Yes!
I’m a car. Oh boy you won’t believe me, I have enjoyed my life much more than
you may have ever imagined. I won’t start blabbering about my birth because….
Honestly! I don’t know when I was born or who my parents are. Don’t feel sad
for me I am not an orphan, and I have always been happy (probably it’s not 100%
true).
The
purpose of writing this short note is to tell you how grateful I am for this
precious gift of life. Ok! Let me put you in context by telling you about
myself. I am average looking fancy (or may be not) 4 or may be 5 seater sedan. My
headlights are so powerful that it can look into your soul. My windscreen
wipers are so good that it can peel your skin off and windscreen; it can
withstand a cannonball. My speed? I’m faster than a wild bunny with nitro
boost. My seats are as comfortable as an easy chair, and if you could, you want
to use them as beds. I like to keep the windows open because I like the air
brushing through me even on the inside. My monstrous engine is what keeps me
going.
Many
have enjoyed me and I have enjoyed their company too. All my owners loved me
unconditionally. Shhhh! Here’s a little secret. I’m a very optimistic being, so
I consider even the sad moments as a learning experience and I have no regrets.
I know I have spoken a little too much about myself, or may be not little but
lots of too much about myself. But wait! You need to know about my wheels, I
have mag wheels, those who don’t know what mag wheels are, I’m not gonna tell you,
just Google it. I’m drifting from the topic… ok my wheels are so good that they
go on any terrain. But they hurt sometime so I rest them especially at night.
Now my final confession about myself, I may not have the looks that will
impress you on the first meeting, but I have the charm that can make you never
let me go, never let me gooooooo…..(Yaa! I’m singing this part)
I had
many owners; everyone used me so well, maintained me and took good care of me.
The first one was cruel, but I won’t consider her my owner because she rejected
me ever before buying me. I had bad first experience, but I can’t blame her
because she didn’t even know me well. I had a little make over and than, all
were in love with me. I was passed on from person to person, not because I was
disliked but because I was too good for them to handle. Am I saying I too many
times? Probably yes! This is an autobiography u dumb a**.
My
owners kept on changing, so much so that I have lost the count. According to a
rough scientific estimate I may have had 15 to 16 owners. Life has been
wonderful and I have to confess that I have received most amount of love from
my last owner. He changed my life and even changed himself a little for my
sake. He loved me a lot and promised that he will never leave me, I was
skeptical but I believed. I told him that I’m old and he could easily buy a new
car, but he was not ready to listen. He tried to convince me that I’m the best…
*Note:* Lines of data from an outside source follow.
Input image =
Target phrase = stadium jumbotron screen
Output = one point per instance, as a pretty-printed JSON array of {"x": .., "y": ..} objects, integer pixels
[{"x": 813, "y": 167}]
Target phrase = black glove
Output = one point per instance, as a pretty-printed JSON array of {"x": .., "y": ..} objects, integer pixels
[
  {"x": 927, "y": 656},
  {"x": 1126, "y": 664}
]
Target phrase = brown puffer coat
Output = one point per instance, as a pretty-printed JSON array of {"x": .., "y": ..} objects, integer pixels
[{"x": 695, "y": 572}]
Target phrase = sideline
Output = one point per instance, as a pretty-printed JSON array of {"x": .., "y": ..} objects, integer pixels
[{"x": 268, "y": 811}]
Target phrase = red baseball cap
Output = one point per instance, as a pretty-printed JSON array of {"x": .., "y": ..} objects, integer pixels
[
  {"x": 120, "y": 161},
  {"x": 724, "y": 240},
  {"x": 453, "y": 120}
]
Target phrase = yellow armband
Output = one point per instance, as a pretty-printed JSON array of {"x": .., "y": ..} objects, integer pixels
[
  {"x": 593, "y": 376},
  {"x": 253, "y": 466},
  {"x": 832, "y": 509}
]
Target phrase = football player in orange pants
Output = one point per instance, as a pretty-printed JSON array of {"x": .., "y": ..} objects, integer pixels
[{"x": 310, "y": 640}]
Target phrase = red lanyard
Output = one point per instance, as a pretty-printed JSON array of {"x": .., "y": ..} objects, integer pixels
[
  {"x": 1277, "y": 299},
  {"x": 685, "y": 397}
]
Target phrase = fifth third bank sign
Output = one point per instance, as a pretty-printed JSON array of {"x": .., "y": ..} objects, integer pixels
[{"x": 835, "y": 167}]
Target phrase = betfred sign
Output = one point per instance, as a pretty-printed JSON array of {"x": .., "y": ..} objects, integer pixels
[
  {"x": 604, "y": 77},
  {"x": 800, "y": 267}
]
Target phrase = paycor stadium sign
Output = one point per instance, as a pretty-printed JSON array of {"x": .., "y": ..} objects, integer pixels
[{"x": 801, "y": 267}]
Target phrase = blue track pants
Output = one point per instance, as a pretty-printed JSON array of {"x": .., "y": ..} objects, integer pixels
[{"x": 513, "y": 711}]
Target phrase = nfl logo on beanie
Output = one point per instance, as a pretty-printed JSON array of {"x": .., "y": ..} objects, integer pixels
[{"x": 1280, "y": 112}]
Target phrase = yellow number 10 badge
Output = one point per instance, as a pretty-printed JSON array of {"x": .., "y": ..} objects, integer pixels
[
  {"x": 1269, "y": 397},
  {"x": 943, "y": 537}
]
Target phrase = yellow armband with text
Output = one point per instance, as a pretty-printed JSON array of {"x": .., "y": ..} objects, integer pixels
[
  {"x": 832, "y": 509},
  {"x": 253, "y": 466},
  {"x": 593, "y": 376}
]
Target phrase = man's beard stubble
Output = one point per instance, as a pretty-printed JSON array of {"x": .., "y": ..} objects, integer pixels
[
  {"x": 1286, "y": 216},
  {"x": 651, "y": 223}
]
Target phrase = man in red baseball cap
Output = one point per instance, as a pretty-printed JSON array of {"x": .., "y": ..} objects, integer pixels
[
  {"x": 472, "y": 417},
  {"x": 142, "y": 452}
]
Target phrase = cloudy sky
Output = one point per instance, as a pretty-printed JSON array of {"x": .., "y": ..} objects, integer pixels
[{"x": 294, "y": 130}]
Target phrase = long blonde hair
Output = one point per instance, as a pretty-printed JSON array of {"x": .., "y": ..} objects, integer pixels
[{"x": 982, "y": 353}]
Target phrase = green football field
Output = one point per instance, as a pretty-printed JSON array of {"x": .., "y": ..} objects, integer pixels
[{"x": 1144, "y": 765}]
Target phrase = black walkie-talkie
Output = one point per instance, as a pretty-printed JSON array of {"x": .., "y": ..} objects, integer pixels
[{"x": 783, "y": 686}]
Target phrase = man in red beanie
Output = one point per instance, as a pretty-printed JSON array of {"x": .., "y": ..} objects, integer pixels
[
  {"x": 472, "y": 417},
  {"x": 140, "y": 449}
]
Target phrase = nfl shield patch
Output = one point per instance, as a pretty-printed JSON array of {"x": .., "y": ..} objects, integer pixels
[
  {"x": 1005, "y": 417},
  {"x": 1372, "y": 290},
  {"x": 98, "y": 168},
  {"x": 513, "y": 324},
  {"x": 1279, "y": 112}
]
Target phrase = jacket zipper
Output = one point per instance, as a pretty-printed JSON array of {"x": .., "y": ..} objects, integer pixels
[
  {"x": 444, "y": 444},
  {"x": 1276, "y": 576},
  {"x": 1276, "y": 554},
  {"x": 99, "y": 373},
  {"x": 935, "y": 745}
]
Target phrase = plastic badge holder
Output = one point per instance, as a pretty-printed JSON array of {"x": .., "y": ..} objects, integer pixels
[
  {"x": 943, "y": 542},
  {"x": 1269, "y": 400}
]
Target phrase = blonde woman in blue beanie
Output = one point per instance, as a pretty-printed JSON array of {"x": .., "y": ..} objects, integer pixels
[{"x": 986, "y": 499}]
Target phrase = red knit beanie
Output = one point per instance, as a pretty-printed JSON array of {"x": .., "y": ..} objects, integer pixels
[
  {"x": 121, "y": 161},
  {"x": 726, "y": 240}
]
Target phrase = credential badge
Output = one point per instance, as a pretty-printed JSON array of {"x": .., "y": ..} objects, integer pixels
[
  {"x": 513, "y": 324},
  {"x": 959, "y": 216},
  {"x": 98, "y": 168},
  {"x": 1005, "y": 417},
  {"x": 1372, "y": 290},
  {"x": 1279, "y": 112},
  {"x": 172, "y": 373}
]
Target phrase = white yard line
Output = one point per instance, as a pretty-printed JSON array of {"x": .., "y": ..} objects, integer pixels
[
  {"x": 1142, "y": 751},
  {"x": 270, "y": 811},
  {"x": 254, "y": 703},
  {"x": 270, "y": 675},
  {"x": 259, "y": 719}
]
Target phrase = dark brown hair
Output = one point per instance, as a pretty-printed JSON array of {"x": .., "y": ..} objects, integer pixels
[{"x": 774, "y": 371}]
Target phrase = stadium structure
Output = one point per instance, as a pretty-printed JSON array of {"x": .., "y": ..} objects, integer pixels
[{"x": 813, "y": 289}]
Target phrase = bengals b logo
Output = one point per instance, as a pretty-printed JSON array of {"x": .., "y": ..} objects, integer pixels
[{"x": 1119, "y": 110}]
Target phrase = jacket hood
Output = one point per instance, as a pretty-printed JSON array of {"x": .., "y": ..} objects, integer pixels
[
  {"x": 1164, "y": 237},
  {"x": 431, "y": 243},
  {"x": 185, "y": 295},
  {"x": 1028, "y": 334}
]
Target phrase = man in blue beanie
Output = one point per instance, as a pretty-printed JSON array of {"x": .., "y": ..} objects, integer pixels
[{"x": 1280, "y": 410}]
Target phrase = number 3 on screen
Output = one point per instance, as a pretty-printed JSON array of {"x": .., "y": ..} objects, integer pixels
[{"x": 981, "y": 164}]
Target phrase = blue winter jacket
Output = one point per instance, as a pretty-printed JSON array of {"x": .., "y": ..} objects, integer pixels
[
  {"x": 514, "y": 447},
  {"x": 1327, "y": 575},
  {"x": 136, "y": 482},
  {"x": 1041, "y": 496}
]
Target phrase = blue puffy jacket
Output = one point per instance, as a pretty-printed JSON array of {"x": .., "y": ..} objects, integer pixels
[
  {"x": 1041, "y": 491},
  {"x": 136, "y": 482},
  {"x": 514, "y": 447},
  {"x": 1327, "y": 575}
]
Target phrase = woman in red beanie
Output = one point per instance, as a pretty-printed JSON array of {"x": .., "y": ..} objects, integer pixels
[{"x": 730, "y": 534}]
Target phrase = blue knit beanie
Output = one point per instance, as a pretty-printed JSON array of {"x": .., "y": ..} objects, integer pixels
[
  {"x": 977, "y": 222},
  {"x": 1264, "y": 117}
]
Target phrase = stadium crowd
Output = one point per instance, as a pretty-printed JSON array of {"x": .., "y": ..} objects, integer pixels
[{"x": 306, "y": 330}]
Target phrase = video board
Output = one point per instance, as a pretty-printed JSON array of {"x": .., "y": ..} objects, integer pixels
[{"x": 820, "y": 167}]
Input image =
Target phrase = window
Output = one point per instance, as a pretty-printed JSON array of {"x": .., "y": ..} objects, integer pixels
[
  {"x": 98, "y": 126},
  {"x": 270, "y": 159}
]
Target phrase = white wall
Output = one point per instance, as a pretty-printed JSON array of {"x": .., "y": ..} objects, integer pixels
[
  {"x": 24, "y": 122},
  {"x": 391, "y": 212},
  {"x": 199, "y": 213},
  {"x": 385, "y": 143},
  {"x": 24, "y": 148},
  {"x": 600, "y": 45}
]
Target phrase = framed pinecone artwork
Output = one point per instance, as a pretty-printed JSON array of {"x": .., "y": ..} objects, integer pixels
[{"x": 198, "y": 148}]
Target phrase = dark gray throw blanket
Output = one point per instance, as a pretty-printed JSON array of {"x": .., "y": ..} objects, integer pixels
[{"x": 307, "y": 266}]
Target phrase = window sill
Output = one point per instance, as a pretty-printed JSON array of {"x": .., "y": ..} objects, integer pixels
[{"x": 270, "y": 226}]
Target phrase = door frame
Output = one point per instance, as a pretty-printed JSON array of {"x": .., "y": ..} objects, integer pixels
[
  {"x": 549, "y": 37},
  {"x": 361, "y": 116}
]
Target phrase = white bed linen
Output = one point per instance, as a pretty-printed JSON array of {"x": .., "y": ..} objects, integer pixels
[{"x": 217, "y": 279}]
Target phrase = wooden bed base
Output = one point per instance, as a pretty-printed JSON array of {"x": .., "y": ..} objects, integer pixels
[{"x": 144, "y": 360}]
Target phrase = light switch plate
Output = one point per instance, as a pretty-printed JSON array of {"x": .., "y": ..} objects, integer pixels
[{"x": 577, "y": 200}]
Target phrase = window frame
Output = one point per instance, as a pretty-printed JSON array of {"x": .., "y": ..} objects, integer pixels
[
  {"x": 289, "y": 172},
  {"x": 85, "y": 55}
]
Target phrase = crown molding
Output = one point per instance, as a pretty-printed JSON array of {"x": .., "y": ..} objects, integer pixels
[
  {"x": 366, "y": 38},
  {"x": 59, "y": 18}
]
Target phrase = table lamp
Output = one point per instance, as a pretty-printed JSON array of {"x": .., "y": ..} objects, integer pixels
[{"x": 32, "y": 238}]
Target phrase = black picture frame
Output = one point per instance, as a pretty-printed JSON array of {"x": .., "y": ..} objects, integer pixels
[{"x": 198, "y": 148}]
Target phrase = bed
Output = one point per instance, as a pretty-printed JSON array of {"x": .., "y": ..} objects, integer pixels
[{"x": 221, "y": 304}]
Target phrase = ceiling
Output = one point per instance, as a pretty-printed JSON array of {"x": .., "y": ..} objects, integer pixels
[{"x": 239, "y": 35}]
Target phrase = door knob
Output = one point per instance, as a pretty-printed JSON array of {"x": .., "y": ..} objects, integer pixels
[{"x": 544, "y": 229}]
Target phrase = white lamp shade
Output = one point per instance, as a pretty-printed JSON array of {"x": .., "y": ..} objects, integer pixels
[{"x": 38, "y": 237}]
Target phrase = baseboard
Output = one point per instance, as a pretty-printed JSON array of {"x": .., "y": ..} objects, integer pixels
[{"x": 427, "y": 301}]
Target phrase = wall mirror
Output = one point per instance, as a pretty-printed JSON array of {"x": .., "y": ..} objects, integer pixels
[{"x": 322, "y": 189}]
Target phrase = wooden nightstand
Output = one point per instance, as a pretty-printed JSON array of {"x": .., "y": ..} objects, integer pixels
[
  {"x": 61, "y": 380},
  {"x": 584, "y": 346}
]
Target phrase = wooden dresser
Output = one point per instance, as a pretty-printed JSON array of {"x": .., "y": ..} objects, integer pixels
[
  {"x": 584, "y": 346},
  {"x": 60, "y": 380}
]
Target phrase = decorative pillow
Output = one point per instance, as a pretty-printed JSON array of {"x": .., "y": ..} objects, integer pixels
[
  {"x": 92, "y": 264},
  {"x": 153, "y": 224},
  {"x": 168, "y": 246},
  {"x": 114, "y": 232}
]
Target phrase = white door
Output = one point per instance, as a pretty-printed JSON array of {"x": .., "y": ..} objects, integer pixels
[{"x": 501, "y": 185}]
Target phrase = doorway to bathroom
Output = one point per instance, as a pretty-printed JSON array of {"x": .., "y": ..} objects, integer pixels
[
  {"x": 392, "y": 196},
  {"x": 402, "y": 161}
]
I wasn’t convinced though.
One
fine or may be dreadful day, the worst that I had expected happened. I was just
dumped for the latest model of a little white shinny BMW. It came to me as a
shock, but it happened, I didn’t want to believe but all the same it was the
reality. I thought the new car was just rented or borrowed from a friend. I was
wrong, I was dumped and the new car was at home. I don’t know the reason or how
had I wronged him. He just left me in the middle of nowhere. I could not even
cry freely, I never cry, but this had never happened to me before, I didn’t
know how to handle the situation. I finally began questioning my worth and I
was doing it when my self-esteem had reached below the temperature of
Antarctica.
Oh!
He is back; I can see him at a distance. What happened to his new car? Why is
he all gloomy? I want to run away, he is the same person who had ditched me,
who had left me all alone without even a warning. I suddenly remembered a kid
who a few days back had shown me a lot of kindness and compassion. This kid too
had made similar promises like my last owner; this scared the hell out of me. I
pleaded to leave me alone and pack me into a box where I wouldn’t be able to
see the sun rise ever again. Yes! You heard me right .. put me in a box! For
I’m just an old little toy car. My last owner is just an arm’s length away,
looks like he wants to play with me again. No! No! No!